Jesús solo piensa en que llegue a todos los pueblos el anuncio del perdón y la misericordia de Dios. Que todos escuchen su llamada a la conversión. Nadie ha de sentirse perdido. Nadie ha de vivir sin esperanza. Todos han de saber que Dios comprende y ama a sus hijos e hijas sin fin. ¿Quién podrá anunciar esta Buena Noticia?
Según el relato de Lucas, Jesús no piensa en sacerdotes ni obispos. Tampoco en doctores o teólogos. Quiere dejar en la tierra “testigos”. Esto es lo primero: “vosotros sois testigos de estas cosas”. Serán los testigos de Jesús los que comunicarán su experiencia de un Dios bueno y contagiarán su estilo de vida trabajando por un mundo más humano.
Pero Jesús conoce bien a sus discípulos. Son débiles y cobardes. ¿Dónde encontrarán la audacia para ser testigos de alguien que ha sido crucificado por el representante del Imperio y los dirigentes del Templo? Jesús los tranquiliza: “Yo os enviaré lo que mi Padre ha prometido”. No les va a faltar la “fuerza de lo alto”. El Espíritu de Dios los defenderá.
Para expresar gráficamente el deseo de Jesús, el evangelista Lucas describe su partida de este mundo de manera sorprendente: Jesús vuelve al Padre levantando sus manos y bendiciendo a sus discípulos. Es su último gesto. Jesús entra en el misterio insondable de Dios y sobre el mundo desciende su bendición.

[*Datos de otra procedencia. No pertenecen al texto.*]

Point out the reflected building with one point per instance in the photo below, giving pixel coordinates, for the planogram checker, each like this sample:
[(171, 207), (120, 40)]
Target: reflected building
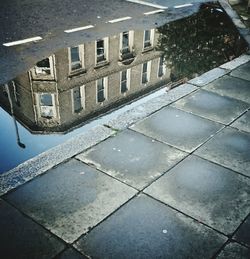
[(80, 82)]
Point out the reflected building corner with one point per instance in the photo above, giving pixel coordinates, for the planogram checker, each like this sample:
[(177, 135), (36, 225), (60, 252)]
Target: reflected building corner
[(77, 83)]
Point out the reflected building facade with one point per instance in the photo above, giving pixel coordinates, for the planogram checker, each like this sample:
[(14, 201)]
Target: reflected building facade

A los cristianos se nos ha olvidado que somos portadores de la bendición de Jesús. Nuestra primera tarea es ser testigos de la Bondad de Dios. Mantener viva la esperanza. No rendirnos ante el mal. Este mundo que parece un “infierno maldito” no está perdido. Dios lo mira con ternura y compasión.
También hoy es posible buscar el bien, hacer el bien, difundir el bien. Es posible trabajar por un mundo más humano y un estilo de vida más sano. Podemos ser más solidarios y menos egoístas. Más austeros y menos esclavos del dinero. La misma crisis económica nos puede empujar a buscar una sociedad menos corrupta.
En la Iglesia de Jesús hemos olvidado que lo primero es promover una “pastoral de la bondad”. Nos hemos de sentir testigos y profetas de ese Jesús que pasó su vida sembrando gestos y palabras de bondad. Así despertó en las gentes de Galilea la esperanza en un Dios Salvador. Jesús es una bendición y la gente lo tiene que conocer.